After a seismic first Budget in which the new Chancellor increased government spending by almost £70bn p/a, just five months later she has announced spending cuts of c.£15bn per annum – the first overall fiscal tightening since 2016.
Faced with a deteriorating fiscal outlook, the result of geopolitical instability, sluggish growth and rising borrowing costs, and having left little room for manoeuvre within her self-imposed fiscal rules, the Chancellor faced three choices: cut spending, raise taxes or borrow more and break her fiscal rule to cover day-to-day spending with taxation. Having hiked taxes by £40bn in the Autumn, and reluctant to breach her ‘iron clad’ fiscal rules so soon after imposing them, Reeves opted for spending cuts.
The big questions now flowing from the Spring Statement are:
- Can the government deliver the spending cuts?
- Will the government’s wider reforms help generate growth?
- What does this mean for the Autumn Budget?

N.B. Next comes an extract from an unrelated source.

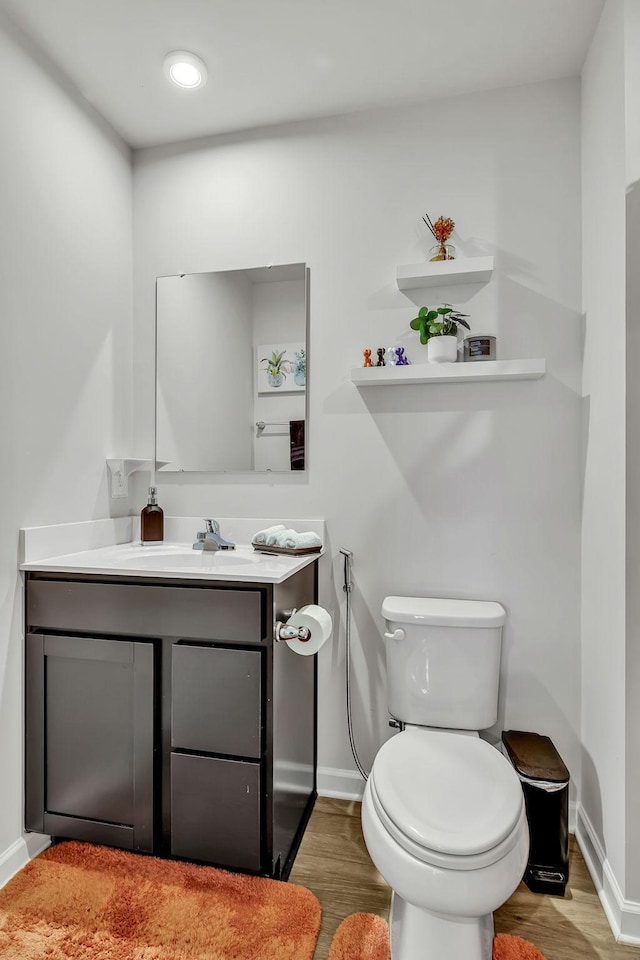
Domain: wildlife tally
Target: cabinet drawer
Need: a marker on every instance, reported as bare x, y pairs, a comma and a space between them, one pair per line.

The Government’s existing spending plans already looked implausibly tight for the second half of the decade, with ‘unprotected’ departments (i.e. outside the NHS, schools, defence etc.) facing real terms cuts averaging 1.3% between 2025-26 and 2029-30. The lower spending totals announced today stretch plausibility further, particularly in the face of rising ‘demand’ in areas such as social care, prisons and defence. There is also growing unease on the Labour backbenches about the scale of planned welfare cuts, and Labour will face a fight with the trades unions in respect of both upcoming public pay settlements and planned cuts to the civil service. Delivering the planned cuts in full will be challenging, to say the least.
In more positive news for the Government, the OBR now forecasts that the Government’s planning reforms (i.e. changes to the National Policy Planning Framework for residential development) will increase real GDP by 0.2% by 2029-30 and by over 0.4% by the middle of the next decade; and a further boost could come from measures in the Planning and Infrastructure Bill which have yet to be assessed. However, the OBR also hasn’t yet assessed the impact of the Employment Rights Bill, although it notes the Bill will likely have “material, and probably net negative, economic impacts on employment, prices and productivity”. The assessment will be made at the Autumn Budget.
All of this means the Government faces a challenging run-up to the Autumn Budget – and businesses face a period of continued policy uncertainty. Between now and the Spending Review in June, when the Chancellor allocates the available budget to individual government departments, we can expect continued push back from Cabinet ministers to cuts to their budgets. Similarly, backbench Labour disquiet about welfare cuts will continue to grow. And if growth continues to disappoint, having likely reached the limits of spending cuts her party is prepared to stomach, speculation will soon turn to whether the Chancellor will need to raise taxes or tweak her fiscal rules to allow more borrowing in the Autumn.